D For A Web Developer

Nick Sabalausky via Digitalmars-d digitalmars-d at puremagic.com
Tue Apr 29 10:45:19 PDT 2014


On 4/29/2014 11:55 AM, Etienne wrote:
> On 2014-04-29 11:27 AM, Adam D. Ruppe wrote:
>> I recently started a Ruby on Rails job and using it makes me really,
>> really miss the high productivity and ease of use D offers. (And, of
>> course, a dynamic site in D runs about 3x faster out of the box than
>> hello world served by Rails, zero effort in optimization. And "rake
>> test", just shoot me, I'd rather rebuild a C++ project from scratch, at
>> least that'll finish before the heat death of the universe.)
>
> That's funny b/c most people say RoR made them love web development. If
> the D community could organize itself the same way RoR is around web
> dev, I doubt any other web scripting language could pursue existence.

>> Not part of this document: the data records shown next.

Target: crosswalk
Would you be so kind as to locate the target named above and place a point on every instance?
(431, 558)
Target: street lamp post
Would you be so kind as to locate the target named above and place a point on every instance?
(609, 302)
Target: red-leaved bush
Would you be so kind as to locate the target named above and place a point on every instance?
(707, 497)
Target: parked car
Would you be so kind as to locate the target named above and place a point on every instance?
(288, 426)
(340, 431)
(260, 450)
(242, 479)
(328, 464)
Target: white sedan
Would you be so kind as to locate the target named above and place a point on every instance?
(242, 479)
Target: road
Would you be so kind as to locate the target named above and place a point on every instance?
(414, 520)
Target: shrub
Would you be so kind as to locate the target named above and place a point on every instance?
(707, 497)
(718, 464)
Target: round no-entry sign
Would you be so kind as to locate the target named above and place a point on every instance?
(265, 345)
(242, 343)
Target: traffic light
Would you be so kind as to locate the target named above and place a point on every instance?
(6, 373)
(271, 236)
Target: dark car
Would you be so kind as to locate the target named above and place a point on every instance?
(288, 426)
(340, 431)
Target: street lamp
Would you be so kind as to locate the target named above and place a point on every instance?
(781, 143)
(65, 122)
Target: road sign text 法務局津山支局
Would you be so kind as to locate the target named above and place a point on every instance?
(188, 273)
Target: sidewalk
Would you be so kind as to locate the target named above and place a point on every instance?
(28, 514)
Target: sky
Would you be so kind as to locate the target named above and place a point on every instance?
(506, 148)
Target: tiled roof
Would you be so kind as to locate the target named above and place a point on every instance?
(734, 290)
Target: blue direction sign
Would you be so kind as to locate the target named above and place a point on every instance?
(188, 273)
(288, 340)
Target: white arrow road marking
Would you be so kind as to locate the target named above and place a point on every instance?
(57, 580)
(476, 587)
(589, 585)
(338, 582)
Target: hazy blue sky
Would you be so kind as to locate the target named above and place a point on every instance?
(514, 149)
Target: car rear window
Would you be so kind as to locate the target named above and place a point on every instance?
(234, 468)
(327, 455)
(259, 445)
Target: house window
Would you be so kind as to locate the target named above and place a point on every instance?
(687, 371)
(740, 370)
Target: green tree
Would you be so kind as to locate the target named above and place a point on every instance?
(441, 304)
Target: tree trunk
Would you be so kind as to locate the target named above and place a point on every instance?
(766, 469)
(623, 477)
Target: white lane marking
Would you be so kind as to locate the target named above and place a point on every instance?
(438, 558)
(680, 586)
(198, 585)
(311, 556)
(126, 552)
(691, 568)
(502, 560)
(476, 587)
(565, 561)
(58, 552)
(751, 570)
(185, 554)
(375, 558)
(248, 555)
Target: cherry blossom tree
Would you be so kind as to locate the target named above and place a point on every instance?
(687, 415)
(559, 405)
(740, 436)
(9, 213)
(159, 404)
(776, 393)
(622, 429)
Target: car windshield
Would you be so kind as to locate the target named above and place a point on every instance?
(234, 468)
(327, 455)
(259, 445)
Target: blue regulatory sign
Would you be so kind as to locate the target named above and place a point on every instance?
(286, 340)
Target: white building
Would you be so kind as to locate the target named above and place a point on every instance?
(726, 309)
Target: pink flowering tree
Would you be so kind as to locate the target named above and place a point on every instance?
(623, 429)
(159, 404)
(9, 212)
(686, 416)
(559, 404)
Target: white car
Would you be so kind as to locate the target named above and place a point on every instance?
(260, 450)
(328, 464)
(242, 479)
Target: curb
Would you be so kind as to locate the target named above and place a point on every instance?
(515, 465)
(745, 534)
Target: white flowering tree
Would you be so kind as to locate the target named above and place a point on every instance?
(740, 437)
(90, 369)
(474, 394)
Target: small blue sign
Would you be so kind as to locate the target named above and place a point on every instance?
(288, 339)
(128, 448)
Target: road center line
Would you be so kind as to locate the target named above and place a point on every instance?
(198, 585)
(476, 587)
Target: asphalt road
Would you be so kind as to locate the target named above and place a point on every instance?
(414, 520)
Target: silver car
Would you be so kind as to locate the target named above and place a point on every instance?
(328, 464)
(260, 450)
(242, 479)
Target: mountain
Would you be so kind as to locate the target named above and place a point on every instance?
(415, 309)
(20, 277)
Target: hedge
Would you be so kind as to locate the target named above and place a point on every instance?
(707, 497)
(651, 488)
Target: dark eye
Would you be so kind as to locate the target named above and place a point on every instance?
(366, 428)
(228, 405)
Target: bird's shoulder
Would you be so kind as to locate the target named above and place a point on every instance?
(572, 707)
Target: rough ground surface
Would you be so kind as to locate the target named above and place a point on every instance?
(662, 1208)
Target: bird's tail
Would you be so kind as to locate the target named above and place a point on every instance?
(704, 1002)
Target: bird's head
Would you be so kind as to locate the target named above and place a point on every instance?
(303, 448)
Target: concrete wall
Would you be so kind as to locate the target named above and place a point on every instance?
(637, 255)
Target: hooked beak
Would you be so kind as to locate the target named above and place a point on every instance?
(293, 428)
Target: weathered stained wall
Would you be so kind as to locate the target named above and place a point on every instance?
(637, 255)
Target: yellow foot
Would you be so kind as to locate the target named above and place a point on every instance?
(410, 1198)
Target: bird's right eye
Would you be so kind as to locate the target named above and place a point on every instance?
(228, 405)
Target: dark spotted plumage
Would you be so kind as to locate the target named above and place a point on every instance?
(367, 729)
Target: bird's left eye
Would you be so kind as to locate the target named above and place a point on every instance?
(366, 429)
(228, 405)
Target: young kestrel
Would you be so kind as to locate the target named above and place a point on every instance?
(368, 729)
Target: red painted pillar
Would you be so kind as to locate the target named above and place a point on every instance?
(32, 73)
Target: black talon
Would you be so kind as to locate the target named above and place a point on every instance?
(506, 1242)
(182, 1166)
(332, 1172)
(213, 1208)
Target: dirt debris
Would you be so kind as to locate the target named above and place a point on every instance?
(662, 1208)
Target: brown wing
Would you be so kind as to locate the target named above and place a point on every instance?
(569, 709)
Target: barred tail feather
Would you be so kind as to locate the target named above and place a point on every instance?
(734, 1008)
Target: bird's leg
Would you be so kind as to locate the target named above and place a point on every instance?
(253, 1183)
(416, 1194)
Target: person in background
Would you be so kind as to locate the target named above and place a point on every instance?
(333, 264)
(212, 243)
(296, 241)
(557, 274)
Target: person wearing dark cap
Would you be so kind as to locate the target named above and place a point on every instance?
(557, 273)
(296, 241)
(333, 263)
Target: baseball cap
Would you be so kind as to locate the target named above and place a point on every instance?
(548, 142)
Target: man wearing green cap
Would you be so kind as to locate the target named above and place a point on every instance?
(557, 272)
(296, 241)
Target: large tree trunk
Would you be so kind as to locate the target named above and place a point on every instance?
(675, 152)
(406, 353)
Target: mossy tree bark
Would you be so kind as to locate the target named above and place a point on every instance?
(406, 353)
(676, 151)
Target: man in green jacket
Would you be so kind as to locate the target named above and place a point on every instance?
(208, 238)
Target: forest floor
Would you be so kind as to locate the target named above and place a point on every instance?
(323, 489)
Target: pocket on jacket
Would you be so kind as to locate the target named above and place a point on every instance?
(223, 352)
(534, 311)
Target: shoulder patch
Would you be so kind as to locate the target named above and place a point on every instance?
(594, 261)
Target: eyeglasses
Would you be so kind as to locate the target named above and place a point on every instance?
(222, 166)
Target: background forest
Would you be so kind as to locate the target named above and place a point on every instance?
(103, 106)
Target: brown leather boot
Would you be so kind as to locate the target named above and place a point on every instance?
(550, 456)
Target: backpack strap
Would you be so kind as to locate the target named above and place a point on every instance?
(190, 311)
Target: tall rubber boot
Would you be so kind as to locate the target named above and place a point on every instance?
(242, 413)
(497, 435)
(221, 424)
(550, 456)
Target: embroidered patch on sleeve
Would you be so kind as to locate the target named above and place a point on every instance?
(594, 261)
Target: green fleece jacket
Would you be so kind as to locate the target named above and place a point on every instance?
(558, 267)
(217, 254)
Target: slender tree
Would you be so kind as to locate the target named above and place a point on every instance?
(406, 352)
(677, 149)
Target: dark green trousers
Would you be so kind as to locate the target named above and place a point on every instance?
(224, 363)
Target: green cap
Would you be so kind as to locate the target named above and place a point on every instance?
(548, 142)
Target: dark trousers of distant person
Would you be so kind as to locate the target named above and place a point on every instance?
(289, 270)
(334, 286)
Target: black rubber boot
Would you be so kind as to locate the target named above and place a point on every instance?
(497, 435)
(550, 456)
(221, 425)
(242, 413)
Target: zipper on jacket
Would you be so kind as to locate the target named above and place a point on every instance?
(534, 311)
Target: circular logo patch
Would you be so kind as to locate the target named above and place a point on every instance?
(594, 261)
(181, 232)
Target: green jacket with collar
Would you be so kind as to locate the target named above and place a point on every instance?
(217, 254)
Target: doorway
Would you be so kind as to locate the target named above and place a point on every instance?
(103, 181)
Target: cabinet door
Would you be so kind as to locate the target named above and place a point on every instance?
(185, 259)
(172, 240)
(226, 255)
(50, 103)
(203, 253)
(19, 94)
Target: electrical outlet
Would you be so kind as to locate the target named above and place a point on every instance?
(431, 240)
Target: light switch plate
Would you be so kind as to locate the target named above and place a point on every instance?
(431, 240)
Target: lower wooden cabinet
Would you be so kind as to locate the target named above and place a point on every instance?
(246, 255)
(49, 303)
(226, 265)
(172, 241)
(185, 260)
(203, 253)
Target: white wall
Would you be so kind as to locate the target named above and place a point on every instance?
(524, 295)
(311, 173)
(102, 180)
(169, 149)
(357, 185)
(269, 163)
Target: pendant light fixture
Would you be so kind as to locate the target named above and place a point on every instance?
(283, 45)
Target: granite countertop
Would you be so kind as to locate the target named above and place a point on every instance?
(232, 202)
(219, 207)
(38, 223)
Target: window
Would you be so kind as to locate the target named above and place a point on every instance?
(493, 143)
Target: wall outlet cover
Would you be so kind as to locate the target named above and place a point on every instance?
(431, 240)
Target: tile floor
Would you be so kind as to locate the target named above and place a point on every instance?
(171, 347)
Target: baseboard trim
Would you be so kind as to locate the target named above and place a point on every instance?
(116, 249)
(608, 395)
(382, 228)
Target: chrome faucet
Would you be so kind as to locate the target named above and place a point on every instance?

Ruby on Rails popularized MVC web frameworks, and that was a significant 
step forward from the stuff that came before, like PHP, ASP or even 
arguably ASP.NET (or *shudder* ColdFusion). I think that's always been 
RoR's main benefit and appeal.

But since then, every other language under the sun (or rather, under 
florescent lights?) has grown its own MVC web framework, so Rails's 
biggest distinguishing characteristic now is just that it's in Ruby. And 
Ruby is kinda famous for having little significance outside of Rails 
itself. (Although, I did find Rake quite beneficial in an older project 
with a rather complex build. Course, these days D/Phobos has gotten good 
enough I'd just do a build script in D.)

At least that's my impression of Ruby and Rails.